The number of participants appears small, but is reasonable compared to similar studies [12, 37]. Participants had to have statutory health insurance in Germany and an attempt was made to design the test group as heterogenous as possible regarding different criteria like age, gender or educational status. Furthermore, it can be assumed that three quarters of all usability problems of an application can already be found by testing with five participants [48].

The experience of participants in using mHealth apps is generally considered to be rather low. The possible unbiasedness of the subjects may be a strength of the study in this regard. On the other hand, hardly any assessments are possible by the participants regarding previous experiences with other apps.
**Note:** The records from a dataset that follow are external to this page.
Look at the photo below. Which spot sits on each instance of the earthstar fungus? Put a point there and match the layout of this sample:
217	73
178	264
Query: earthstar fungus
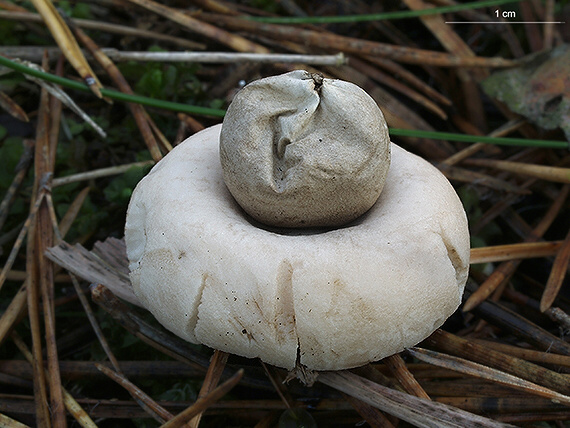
233	264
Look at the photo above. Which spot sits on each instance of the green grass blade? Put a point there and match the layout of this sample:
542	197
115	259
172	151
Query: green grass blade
205	111
112	94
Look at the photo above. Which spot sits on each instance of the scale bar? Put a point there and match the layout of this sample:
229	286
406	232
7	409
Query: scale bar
505	22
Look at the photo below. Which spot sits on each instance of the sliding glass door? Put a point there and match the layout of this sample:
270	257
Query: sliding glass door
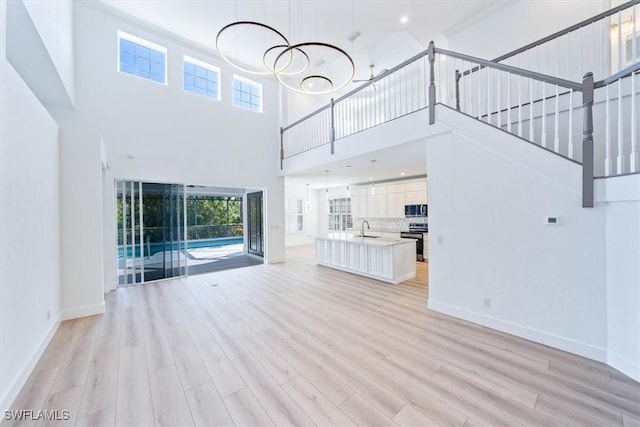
255	223
151	231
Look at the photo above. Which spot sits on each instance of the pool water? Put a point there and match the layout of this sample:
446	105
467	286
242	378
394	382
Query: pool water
154	248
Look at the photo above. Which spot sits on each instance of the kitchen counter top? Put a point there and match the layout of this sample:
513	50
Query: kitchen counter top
383	258
356	238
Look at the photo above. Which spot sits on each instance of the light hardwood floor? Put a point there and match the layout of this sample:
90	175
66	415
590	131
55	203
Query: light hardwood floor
298	344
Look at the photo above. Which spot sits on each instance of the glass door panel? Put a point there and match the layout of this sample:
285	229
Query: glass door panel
151	240
255	226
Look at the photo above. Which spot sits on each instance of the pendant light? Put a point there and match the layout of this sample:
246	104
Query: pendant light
312	68
373	189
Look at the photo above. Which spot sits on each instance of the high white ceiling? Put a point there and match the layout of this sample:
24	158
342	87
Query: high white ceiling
398	162
385	41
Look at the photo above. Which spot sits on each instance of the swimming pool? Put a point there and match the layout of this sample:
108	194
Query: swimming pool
154	248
In addition, there are general limitations of TA. It is based on the assumption that participants can verbalize the contents of their working memory [49]. This situation is quite unusual for people. The pressure of acting and talking at the same time can cause unwanted statements and reactions from the participants [50].

Conclusions

User participation is a must have in mHealth development. Communication of health issues is difficult and user feedback is therefore all the more crucial. This paper presents the development and functionality of a holistic prevention app for people with statutory health insurance in Germany. The usability of this app was tested using TA at an early stage of development. Important problems such as the clarity of symbols or the comprehensibility of technical terms were identified regarding usability and solved. However, a few comments could not be implemented. Weighing up evidence and costs/benefits, especially in the area of health prevention, is very important. In addition, TA has proven to be a profitable method for identifying usability problems. Time and personnel resources for user participation should therefore be included in the calculation of mHealth apps before and during development. For mHealth, where only ‘hardcore users’ use a product in the long term, user centricity is one of the most important success factors.